The basic assumption of people on both sides of the debate about media bias is that objective, nonpartisan journalism is possible and desirable. Michael Gerson, George W. Bush’s chief speechwriter for over five years, laments the loss of this supposed ideal. Mike D’Virgilio examines whether this obsession with objectivity is authentic or self-serving.

Gerson, a self-described “compassionate conservative,” asks in the Washington Post (via realclearpolitics.com) if the demise of what is assumed as traditional journalism makes any difference:

For many conservatives, the "mainstream media" is an epithet. Didn’t the Internet expose the lies of Dan Rather? Many on the left also shed few tears, preferring to consume their partisanship raw in the new media.

[A] visit to the Newseum is a reminder that what is passing is not only a business but also a profession — the journalistic tradition of nonpartisan objectivity. Journalists, God knows, didn’t always live up to that tradition. But they generally accepted it, and felt shamed when their biases or inaccuracies were exposed. The profession had rules about facts and sources and editors who enforced standards. At its best, the profession of journalism has involved a spirit of public service and adventure — reporting from a bomber during a raid in World War II, or exposing the suffering of Sudan or Appalachia, or rushing to the site of 9/11 moments after the buildings fell.

By these standards, the changes we see in the media are also a decline. Most cable news networks have forsaken objectivity entirely and produce little actual news, since makeup for guests is cheaper than reporting.
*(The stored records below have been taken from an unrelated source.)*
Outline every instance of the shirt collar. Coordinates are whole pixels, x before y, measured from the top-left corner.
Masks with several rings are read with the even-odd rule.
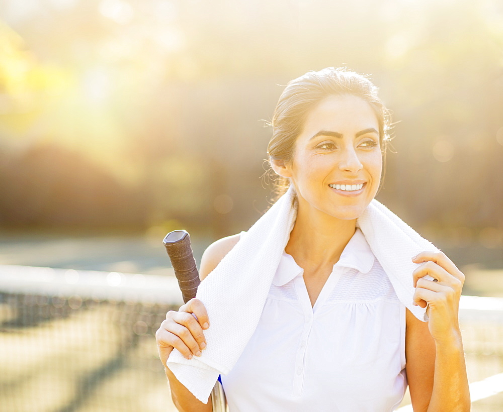
[[[344,248],[339,261],[333,267],[356,269],[362,273],[368,273],[374,265],[375,259],[365,237],[357,228],[355,234]],[[273,284],[283,286],[294,277],[303,274],[304,270],[297,264],[292,256],[284,251],[273,278]]]

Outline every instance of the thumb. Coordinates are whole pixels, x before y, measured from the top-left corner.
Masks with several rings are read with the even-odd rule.
[[[173,350],[173,346],[157,346],[157,352],[159,353],[159,358],[165,367],[166,366],[166,362],[167,361],[167,358],[170,357],[170,354]]]

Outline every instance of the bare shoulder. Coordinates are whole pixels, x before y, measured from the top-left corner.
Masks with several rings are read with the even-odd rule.
[[[202,280],[208,276],[227,253],[230,252],[239,240],[240,234],[222,238],[214,242],[204,251],[201,258],[199,277]]]
[[[426,410],[433,392],[435,366],[435,341],[428,322],[406,310],[405,370],[414,410]]]

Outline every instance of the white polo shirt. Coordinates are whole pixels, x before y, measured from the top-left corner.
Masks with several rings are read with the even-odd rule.
[[[284,253],[257,329],[221,377],[230,412],[393,410],[407,386],[405,308],[361,231],[314,307],[303,275]]]

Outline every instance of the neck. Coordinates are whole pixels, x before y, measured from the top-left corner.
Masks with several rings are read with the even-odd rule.
[[[333,265],[356,230],[356,219],[338,219],[312,208],[305,210],[299,204],[285,250],[301,266]]]

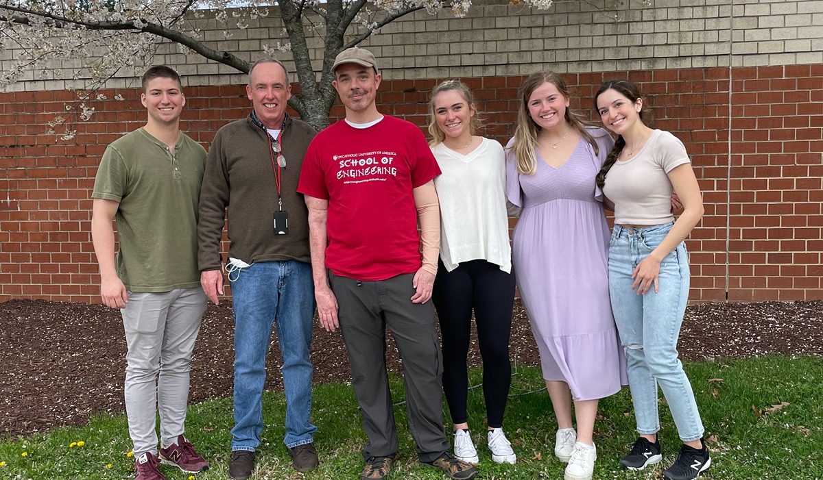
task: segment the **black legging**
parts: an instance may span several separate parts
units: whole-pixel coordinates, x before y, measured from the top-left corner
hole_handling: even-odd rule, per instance
[[[480,353],[483,358],[483,396],[489,427],[503,426],[503,412],[511,385],[509,359],[514,275],[485,260],[465,261],[451,272],[443,262],[437,268],[432,292],[443,339],[443,390],[452,422],[467,420],[468,354],[472,310],[477,324]]]

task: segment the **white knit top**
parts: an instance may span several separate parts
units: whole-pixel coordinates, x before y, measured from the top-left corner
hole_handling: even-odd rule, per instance
[[[483,138],[466,155],[442,143],[431,151],[443,172],[435,178],[435,187],[440,201],[440,260],[446,270],[480,259],[510,273],[503,147]]]

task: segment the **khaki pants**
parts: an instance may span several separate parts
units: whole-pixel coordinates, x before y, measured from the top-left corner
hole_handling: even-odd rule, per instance
[[[188,363],[205,312],[206,294],[200,287],[128,293],[120,313],[128,348],[123,390],[134,458],[144,452],[157,455],[157,409],[164,446],[183,435]]]

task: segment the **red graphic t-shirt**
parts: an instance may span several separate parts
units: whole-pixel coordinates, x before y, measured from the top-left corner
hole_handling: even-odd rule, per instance
[[[440,174],[412,123],[384,116],[368,128],[341,120],[309,145],[297,192],[328,200],[326,266],[359,280],[384,280],[421,265],[412,190]]]

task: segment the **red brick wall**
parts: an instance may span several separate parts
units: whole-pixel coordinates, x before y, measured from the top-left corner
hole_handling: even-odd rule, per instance
[[[691,155],[706,212],[688,240],[693,301],[823,298],[823,66],[570,74],[572,106],[593,113],[599,83],[628,76],[649,95],[655,127]],[[484,132],[514,131],[523,77],[468,79]],[[385,81],[381,111],[418,125],[434,80]],[[0,94],[0,301],[97,302],[90,199],[105,145],[143,123],[137,90],[95,100],[71,141],[46,134],[71,92]],[[241,86],[186,89],[183,128],[207,147],[214,132],[248,113]],[[731,108],[731,110],[730,110]],[[336,107],[332,115],[339,115]],[[729,155],[731,135],[731,155]],[[729,161],[731,160],[731,166]],[[728,264],[728,270],[727,270]],[[728,271],[728,273],[727,273]]]

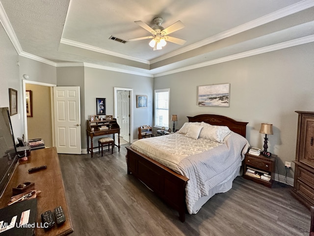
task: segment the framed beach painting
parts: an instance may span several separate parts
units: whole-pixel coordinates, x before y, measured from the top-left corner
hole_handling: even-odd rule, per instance
[[[106,115],[106,99],[96,98],[96,114]]]
[[[230,84],[199,86],[197,103],[202,107],[229,107]]]
[[[147,96],[146,95],[136,95],[136,107],[146,108],[147,107]]]

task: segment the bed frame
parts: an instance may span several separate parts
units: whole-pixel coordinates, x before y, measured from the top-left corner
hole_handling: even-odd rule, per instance
[[[189,122],[204,121],[213,125],[226,125],[231,130],[245,137],[248,122],[235,120],[223,116],[199,115],[187,117]],[[128,174],[145,183],[160,198],[179,211],[180,220],[185,219],[185,185],[188,178],[163,165],[126,147]]]

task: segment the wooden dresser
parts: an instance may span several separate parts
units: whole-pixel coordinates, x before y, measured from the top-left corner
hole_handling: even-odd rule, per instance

Most Internet sites display an endless hunger to comment and little appetite for verification. Free markets, it turns out, often make poor fact-checkers, instead feeding the fantasies of conspiracy theorists from "birthers" to 9/11 "truthers." Bloggers in repressive countries often show great courage, but few American bloggers have the resources or inclination to report from war zones, famines and genocides.

The democratization of the media — really its fragmentation — has encouraged ideological polarization.

Is this characterization the truth? Ideological polarization? That seemed to work pretty well in the early years of the Republic. Mr. Gerson reminds me of a dreamy-eyed idealist. The present media landscape is horrible, while the past was something approaching nirvana.

I came of political age when Ronald Reagan was elected, before the so-called “democratization of the media,” and what is known as the “mainstream media” was virulently anti-Reagan. In fact it was the left-wing tilt of the media that paved the way for Rush Limbaugh and all his talk radio acolytes.

No, there was never such a thing as objective journalism, nor can there be. But the Cassandras who lament the loss of this supposed ideal are convinced we are going down the media rat hole. They are right in that it takes resources, i.e. money, to report the news from far-flung places and locally as well, but that is the only part of their complaint that has credence.

Being a person of some historical curiosity, I am somewhat aware of what journalism was like around the founding of our fair country and for much of America’s history, and the word “objective” doesn’t come to mind. I don’t know if it is out there, but I would love to see a history of journalism in America. All of what I’ve read about journalism in American history comes as part of a larger historical narrative.

It would be interesting for someone to write a book that details what journalism was like prior to what is known as the progressive era of the muckrakers. Something tells me that the genesis of what is now known as objective journalism started there.